Tuan Sing Holdings will probably be selling its own 39 Robinson Road office land for about $500 million. Robinson Point, since this property is known as, was last appreciated by Colliers International Consultancy & Valuation (Singapore) at $374.4 million.

The tender for Parc Central Residences indicative price received a total of 7 bids with the winning developers submitting the highest bid of S$434.4m translating to S$578 psf of GFA.

Tuan Sing can anticipate to reserve a profit of $128.3 million on completion of the sale.

The 21-storey freehold property (found within a 2010 picture) has a gross floor space of 15,700 sqm and contains a few parking and retail area too. Substantial refurbishment works were finished in 2015.

Tuan Sing purchased the land back in 2013 for $348.9 million.

The identity of the purchaser is not revealed by Tuan Sing, but it is a British Virgin Islands-incorporated investment holding firm and bears no connection to Tuan Sing.

“The planned divestment of Robinson Point is in accordance with our approach of passive funds recycling and highlights the continuing strong need for quality commercial areas in Singapore amid the continuing Covid-19 pandemic,” explained William Liem, Tuan Sing’s CEO.

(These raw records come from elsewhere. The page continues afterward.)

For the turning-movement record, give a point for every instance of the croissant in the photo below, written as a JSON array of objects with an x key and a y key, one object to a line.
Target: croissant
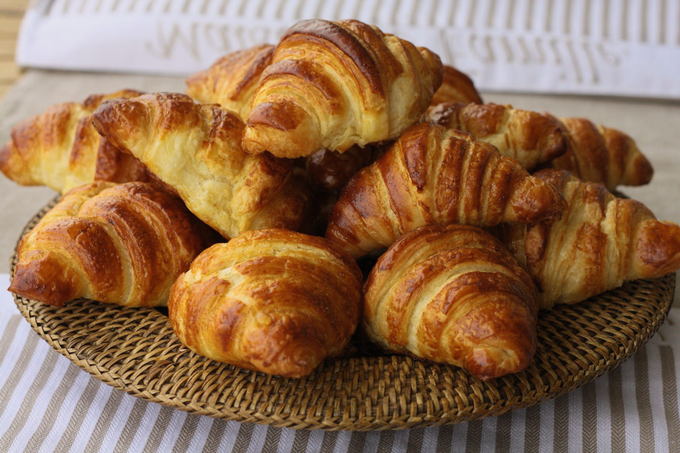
[
  {"x": 196, "y": 149},
  {"x": 599, "y": 242},
  {"x": 453, "y": 294},
  {"x": 124, "y": 244},
  {"x": 336, "y": 84},
  {"x": 456, "y": 87},
  {"x": 432, "y": 175},
  {"x": 269, "y": 300},
  {"x": 60, "y": 149},
  {"x": 601, "y": 154},
  {"x": 231, "y": 80},
  {"x": 330, "y": 170},
  {"x": 531, "y": 138}
]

This will permit the Group to keep on pushing ahead in its transformation journey to some regional property agent,” he further added.

Upon completion of the trade, Tuan Sing’s net tangible asset per share would have risen to 103.7 cents. At Dec 31 2019, its NTA has been 92.9 cents per share.

Parc Central Residences showflat location

It’s the very first green loan for your own group. The profits will be used to partly fund the redevelopment of this resort to some biophilic and zero-waste 347-room resort. Biophilic describes a design theory that strives to incorporate nature with the constructed environment.

Parc Central Residences showflat location is also well linked to the city and other parts of Singapore through its established roads and expressways such as Pan Island Expressway and Tampines Expressway. The Tampines MRT station is also within the vicinity.

UOL claims the 23-storey resort will set a new standard for green hospitality, using its self-sustaining sky terraces with rainwater harvesting systems and solar cells to light the gardens. Other sustainable features include a food waste control system which transforms kitchen waste into nutrient water to heaters which remove the need for plastic bottled water.

In January the resort was given the Building and Construction Authority’s Green Mark Platinum. The award would be Singapore’s greatest environmental accreditation, recognising jobs whose layout and functionality adhere to best practices in ecological sustainability.

UOL Group chief executive Liam Wee Sin stated:”The blue-green loan shows our dedication at greening our urban habitat. Pan Pacific Orchard will give rise to our Government’s vision to change Orchard Road to a green oasis in town”.

Mr Leong Yung Chee, UOB’s head of business banking Singapore, stated:”While the tourism business is now considering the effects of Covid-19, UOL’s move to redevelop the Pan Pacific Orchard will place Singapore nicely for a future in which sustainable tourism has been given more attention.”